Working on these ideas later today. It’s not simple. Thanks for the feedback.
It appears that interpolating an FFT is more complicated than interpolating a time signal because the signal is assumed real while the FFT is in general complex. It seems that it does involve putting in a correct linear phase. Working on it. Probably too involved to try to post here directly.
Bernie: “Which is right? I certainly prefer the bottom panel.”
You again suggest it’s better but don’t say why and fail to reply to my noting that you’ve lost one of the peaks. Which is more accurate or whatever is secondary, you now have two identifiable peaks instead of 3. The excursions are less , does that make it more pleasing to the eye? I’d rather keep the third peak. Above all the fact that there are 3 and not 2. frequencies present.
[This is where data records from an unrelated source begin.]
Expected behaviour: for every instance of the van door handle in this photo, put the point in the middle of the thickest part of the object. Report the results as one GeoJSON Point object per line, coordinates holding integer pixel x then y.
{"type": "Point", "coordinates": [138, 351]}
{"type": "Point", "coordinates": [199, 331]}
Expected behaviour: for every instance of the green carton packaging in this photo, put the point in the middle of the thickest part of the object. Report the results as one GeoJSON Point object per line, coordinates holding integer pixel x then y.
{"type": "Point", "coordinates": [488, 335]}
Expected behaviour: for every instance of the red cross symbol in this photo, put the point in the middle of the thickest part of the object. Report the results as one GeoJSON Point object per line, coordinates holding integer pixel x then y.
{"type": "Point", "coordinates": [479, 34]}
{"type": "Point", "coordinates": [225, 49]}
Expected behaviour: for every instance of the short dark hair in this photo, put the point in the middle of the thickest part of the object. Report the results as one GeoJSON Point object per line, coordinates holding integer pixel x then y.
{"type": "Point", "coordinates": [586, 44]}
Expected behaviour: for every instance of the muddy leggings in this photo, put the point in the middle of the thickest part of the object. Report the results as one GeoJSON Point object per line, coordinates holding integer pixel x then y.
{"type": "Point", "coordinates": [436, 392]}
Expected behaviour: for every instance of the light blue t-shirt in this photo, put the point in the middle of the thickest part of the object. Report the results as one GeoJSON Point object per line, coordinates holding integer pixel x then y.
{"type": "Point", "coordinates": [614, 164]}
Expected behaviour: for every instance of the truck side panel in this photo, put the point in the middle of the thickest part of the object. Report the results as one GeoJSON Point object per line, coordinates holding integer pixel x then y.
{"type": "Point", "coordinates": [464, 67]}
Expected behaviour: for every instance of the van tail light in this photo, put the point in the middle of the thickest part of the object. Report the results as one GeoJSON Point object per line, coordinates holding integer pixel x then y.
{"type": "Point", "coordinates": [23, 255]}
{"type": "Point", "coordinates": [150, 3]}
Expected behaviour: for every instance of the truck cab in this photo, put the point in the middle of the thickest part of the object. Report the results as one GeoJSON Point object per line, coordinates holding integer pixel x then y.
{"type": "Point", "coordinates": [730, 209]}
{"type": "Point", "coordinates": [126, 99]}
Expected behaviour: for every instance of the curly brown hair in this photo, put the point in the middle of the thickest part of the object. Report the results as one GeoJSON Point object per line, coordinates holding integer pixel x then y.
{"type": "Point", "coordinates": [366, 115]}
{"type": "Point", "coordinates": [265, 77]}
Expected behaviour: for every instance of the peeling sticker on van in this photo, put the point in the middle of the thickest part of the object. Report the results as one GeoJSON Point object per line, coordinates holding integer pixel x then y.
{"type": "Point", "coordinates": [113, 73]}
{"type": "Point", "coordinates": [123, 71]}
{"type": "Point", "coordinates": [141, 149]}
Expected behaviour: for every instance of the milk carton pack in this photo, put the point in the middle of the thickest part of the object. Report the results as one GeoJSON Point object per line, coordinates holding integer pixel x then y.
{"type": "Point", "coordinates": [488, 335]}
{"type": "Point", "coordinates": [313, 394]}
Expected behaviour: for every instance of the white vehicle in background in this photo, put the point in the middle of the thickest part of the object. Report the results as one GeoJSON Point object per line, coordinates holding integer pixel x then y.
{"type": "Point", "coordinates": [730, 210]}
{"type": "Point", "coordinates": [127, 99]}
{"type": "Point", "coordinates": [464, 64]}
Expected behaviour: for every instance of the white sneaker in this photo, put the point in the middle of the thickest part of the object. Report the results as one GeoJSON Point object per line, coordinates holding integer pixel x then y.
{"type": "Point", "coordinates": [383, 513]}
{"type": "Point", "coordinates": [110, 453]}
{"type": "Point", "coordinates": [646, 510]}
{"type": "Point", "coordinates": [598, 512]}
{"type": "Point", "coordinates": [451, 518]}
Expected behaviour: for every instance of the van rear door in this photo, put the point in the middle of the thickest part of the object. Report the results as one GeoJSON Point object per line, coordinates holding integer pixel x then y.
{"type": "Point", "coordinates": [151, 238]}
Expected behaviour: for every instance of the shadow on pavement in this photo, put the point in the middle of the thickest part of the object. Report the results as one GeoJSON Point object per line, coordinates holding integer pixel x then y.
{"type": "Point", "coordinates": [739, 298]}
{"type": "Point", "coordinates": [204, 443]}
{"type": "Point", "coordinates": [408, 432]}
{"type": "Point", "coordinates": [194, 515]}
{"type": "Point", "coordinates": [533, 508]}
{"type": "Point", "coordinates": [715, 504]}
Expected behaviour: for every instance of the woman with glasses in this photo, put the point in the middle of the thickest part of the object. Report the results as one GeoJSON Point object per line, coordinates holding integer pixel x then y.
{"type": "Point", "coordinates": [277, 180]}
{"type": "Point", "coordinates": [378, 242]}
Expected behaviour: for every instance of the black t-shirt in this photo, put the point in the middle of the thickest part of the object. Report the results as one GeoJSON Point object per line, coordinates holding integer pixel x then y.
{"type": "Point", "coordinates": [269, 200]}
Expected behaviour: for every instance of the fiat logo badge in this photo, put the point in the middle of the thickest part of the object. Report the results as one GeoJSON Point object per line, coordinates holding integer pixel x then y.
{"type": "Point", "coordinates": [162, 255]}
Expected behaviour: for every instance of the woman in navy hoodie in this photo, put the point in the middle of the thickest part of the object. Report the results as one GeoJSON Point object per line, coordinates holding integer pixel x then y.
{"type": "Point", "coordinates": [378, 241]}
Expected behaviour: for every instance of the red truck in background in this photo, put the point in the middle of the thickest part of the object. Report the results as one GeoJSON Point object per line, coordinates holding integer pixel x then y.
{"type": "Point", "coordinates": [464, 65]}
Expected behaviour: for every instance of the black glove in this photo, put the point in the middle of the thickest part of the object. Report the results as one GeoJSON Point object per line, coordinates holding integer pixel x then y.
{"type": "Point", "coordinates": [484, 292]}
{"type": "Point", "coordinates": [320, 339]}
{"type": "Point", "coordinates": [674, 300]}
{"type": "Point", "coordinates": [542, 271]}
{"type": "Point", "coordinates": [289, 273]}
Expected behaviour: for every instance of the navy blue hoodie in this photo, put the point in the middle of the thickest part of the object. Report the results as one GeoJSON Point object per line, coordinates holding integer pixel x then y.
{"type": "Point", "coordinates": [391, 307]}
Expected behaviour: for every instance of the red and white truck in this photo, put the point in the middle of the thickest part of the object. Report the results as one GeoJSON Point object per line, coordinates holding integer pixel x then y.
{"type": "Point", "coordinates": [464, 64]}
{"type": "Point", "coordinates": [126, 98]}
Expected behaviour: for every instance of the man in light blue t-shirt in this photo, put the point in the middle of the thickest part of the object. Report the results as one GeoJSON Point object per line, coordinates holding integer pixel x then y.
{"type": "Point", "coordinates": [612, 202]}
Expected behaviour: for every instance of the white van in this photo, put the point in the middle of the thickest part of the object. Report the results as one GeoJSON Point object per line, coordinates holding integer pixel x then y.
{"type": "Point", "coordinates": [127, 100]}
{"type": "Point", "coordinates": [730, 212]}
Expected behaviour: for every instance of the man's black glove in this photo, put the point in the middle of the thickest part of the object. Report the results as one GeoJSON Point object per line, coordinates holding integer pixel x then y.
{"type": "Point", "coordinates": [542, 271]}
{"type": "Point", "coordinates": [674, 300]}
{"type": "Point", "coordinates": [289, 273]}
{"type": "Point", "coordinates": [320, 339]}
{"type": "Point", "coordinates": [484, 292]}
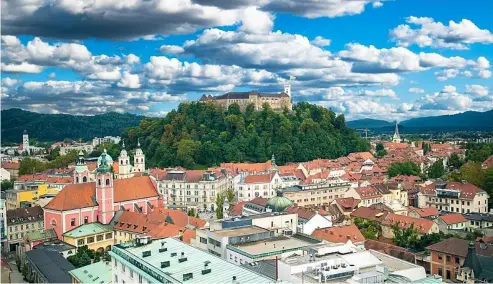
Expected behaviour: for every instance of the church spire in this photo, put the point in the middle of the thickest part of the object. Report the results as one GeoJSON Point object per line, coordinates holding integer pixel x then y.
{"type": "Point", "coordinates": [396, 138]}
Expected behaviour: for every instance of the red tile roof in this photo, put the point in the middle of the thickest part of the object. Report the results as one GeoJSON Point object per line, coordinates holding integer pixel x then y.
{"type": "Point", "coordinates": [339, 234]}
{"type": "Point", "coordinates": [348, 204]}
{"type": "Point", "coordinates": [74, 196]}
{"type": "Point", "coordinates": [263, 178]}
{"type": "Point", "coordinates": [453, 218]}
{"type": "Point", "coordinates": [10, 165]}
{"type": "Point", "coordinates": [425, 212]}
{"type": "Point", "coordinates": [368, 192]}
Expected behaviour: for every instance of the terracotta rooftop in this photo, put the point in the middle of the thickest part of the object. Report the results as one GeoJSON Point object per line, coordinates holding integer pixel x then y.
{"type": "Point", "coordinates": [339, 234]}
{"type": "Point", "coordinates": [453, 218]}
{"type": "Point", "coordinates": [262, 178]}
{"type": "Point", "coordinates": [348, 204]}
{"type": "Point", "coordinates": [451, 246]}
{"type": "Point", "coordinates": [75, 196]}
{"type": "Point", "coordinates": [10, 165]}
{"type": "Point", "coordinates": [425, 212]}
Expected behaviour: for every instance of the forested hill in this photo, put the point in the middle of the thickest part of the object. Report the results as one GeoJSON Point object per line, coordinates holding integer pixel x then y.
{"type": "Point", "coordinates": [199, 134]}
{"type": "Point", "coordinates": [56, 127]}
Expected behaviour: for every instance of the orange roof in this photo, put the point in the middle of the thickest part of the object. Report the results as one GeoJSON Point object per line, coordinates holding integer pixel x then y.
{"type": "Point", "coordinates": [10, 165]}
{"type": "Point", "coordinates": [339, 234]}
{"type": "Point", "coordinates": [74, 196]}
{"type": "Point", "coordinates": [263, 178]}
{"type": "Point", "coordinates": [81, 195]}
{"type": "Point", "coordinates": [368, 192]}
{"type": "Point", "coordinates": [348, 204]}
{"type": "Point", "coordinates": [422, 225]}
{"type": "Point", "coordinates": [453, 218]}
{"type": "Point", "coordinates": [426, 212]}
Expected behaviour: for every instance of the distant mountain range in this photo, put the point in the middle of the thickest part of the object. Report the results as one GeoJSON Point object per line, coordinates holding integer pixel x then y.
{"type": "Point", "coordinates": [469, 120]}
{"type": "Point", "coordinates": [56, 127]}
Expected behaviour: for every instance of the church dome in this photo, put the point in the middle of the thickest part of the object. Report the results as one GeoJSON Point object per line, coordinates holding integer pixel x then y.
{"type": "Point", "coordinates": [279, 203]}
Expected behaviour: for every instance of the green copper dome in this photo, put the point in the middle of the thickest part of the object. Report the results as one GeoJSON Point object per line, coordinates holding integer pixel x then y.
{"type": "Point", "coordinates": [279, 203]}
{"type": "Point", "coordinates": [104, 166]}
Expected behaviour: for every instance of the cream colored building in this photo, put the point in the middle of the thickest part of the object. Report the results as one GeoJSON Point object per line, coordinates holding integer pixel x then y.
{"type": "Point", "coordinates": [455, 197]}
{"type": "Point", "coordinates": [277, 102]}
{"type": "Point", "coordinates": [316, 194]}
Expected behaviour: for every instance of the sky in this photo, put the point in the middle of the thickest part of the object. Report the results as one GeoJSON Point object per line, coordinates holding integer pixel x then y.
{"type": "Point", "coordinates": [391, 60]}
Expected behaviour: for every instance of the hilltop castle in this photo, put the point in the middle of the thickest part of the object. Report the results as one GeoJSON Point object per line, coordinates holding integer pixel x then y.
{"type": "Point", "coordinates": [276, 101]}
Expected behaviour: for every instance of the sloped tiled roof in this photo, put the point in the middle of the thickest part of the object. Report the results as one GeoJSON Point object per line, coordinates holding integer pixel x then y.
{"type": "Point", "coordinates": [453, 218]}
{"type": "Point", "coordinates": [74, 196]}
{"type": "Point", "coordinates": [339, 234]}
{"type": "Point", "coordinates": [426, 212]}
{"type": "Point", "coordinates": [451, 246]}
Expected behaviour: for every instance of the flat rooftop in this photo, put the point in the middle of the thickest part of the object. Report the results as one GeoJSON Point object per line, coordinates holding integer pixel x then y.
{"type": "Point", "coordinates": [250, 230]}
{"type": "Point", "coordinates": [221, 271]}
{"type": "Point", "coordinates": [271, 245]}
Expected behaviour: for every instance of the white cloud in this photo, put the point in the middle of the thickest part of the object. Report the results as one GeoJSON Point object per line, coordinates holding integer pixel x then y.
{"type": "Point", "coordinates": [321, 41]}
{"type": "Point", "coordinates": [416, 90]}
{"type": "Point", "coordinates": [9, 82]}
{"type": "Point", "coordinates": [256, 22]}
{"type": "Point", "coordinates": [377, 4]}
{"type": "Point", "coordinates": [171, 49]}
{"type": "Point", "coordinates": [130, 81]}
{"type": "Point", "coordinates": [435, 34]}
{"type": "Point", "coordinates": [477, 90]}
{"type": "Point", "coordinates": [23, 67]}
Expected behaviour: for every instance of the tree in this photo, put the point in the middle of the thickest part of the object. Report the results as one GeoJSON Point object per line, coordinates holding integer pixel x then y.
{"type": "Point", "coordinates": [405, 168]}
{"type": "Point", "coordinates": [454, 161]}
{"type": "Point", "coordinates": [472, 173]}
{"type": "Point", "coordinates": [436, 170]}
{"type": "Point", "coordinates": [379, 147]}
{"type": "Point", "coordinates": [191, 212]}
{"type": "Point", "coordinates": [84, 260]}
{"type": "Point", "coordinates": [7, 184]}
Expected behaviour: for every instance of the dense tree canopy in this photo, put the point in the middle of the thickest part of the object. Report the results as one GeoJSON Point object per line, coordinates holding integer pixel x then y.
{"type": "Point", "coordinates": [201, 134]}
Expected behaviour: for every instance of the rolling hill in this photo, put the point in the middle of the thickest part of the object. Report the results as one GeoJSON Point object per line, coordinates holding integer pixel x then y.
{"type": "Point", "coordinates": [56, 127]}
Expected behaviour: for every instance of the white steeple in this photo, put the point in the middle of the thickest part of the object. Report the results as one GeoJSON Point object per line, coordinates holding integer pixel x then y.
{"type": "Point", "coordinates": [124, 167]}
{"type": "Point", "coordinates": [396, 138]}
{"type": "Point", "coordinates": [139, 159]}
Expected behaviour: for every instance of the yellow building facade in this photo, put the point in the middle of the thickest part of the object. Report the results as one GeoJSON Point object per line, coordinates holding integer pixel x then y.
{"type": "Point", "coordinates": [96, 236]}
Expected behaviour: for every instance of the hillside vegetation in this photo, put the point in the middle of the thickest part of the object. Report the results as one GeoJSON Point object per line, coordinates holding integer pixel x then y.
{"type": "Point", "coordinates": [199, 134]}
{"type": "Point", "coordinates": [56, 127]}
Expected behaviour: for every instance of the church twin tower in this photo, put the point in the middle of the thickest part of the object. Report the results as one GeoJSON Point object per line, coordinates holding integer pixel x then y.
{"type": "Point", "coordinates": [121, 171]}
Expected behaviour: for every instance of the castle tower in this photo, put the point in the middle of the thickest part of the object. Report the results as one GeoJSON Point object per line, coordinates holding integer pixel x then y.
{"type": "Point", "coordinates": [139, 160]}
{"type": "Point", "coordinates": [124, 167]}
{"type": "Point", "coordinates": [396, 138]}
{"type": "Point", "coordinates": [104, 190]}
{"type": "Point", "coordinates": [81, 172]}
{"type": "Point", "coordinates": [25, 143]}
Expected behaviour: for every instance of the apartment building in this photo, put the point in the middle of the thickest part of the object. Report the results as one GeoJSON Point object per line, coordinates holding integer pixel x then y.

consider this: the wrap-around that DFT does is artificial but can’t be helped. What you are proposing makes an artificial break in real continuous data and inserts something. The means TWO more artificial breaks with accompanying steps (unless you’re really lucky).
I don’t see how this can do anything but degrade the signal.
Your example is non typical in that the split is near a zero crossing, and it still loses important info.
“Greg – the test signal is not a ramp, it’s the sum of three sines.”
What I said is: “Your test fn is basically a negative ramp repeating every 10 pts” , say ramp-like if you prefer. I also noted loss of resolution and loss of one of the three test frequencies. That would seem more important than whether is a ramp or ramp-like. You avoid addressing that.
I’d never heard of this idea before so thought it may be some technique I was unaware of. Having looked I don’t think I’ll be using it.
@Bernie.
You cannot add information to an FFT by padding a time series. When you pad with zeroes you can only add to the start, to the end, or a little of both (the FFT does not care because the time series has no start or end point, only frequency content). You cannot insert zeroes into a time series. It corrupts the real frequency content. The main reason for padding with zeroes that I am aware of is for the convenience of using the nlogn FFT that requires a power of two points. If you have a 484 point time series add enough zeroes to get to 512, for example. Also you may want FFTs from different time series to have the same number of points to compare the spectra for the same frequencies. One series with 3800 points is padded to 4096 and another with 5000 is truncated to 4096. You did not add any frequency content to the padded time series. You did possibly take away a little low frequency content by truncating, but not much.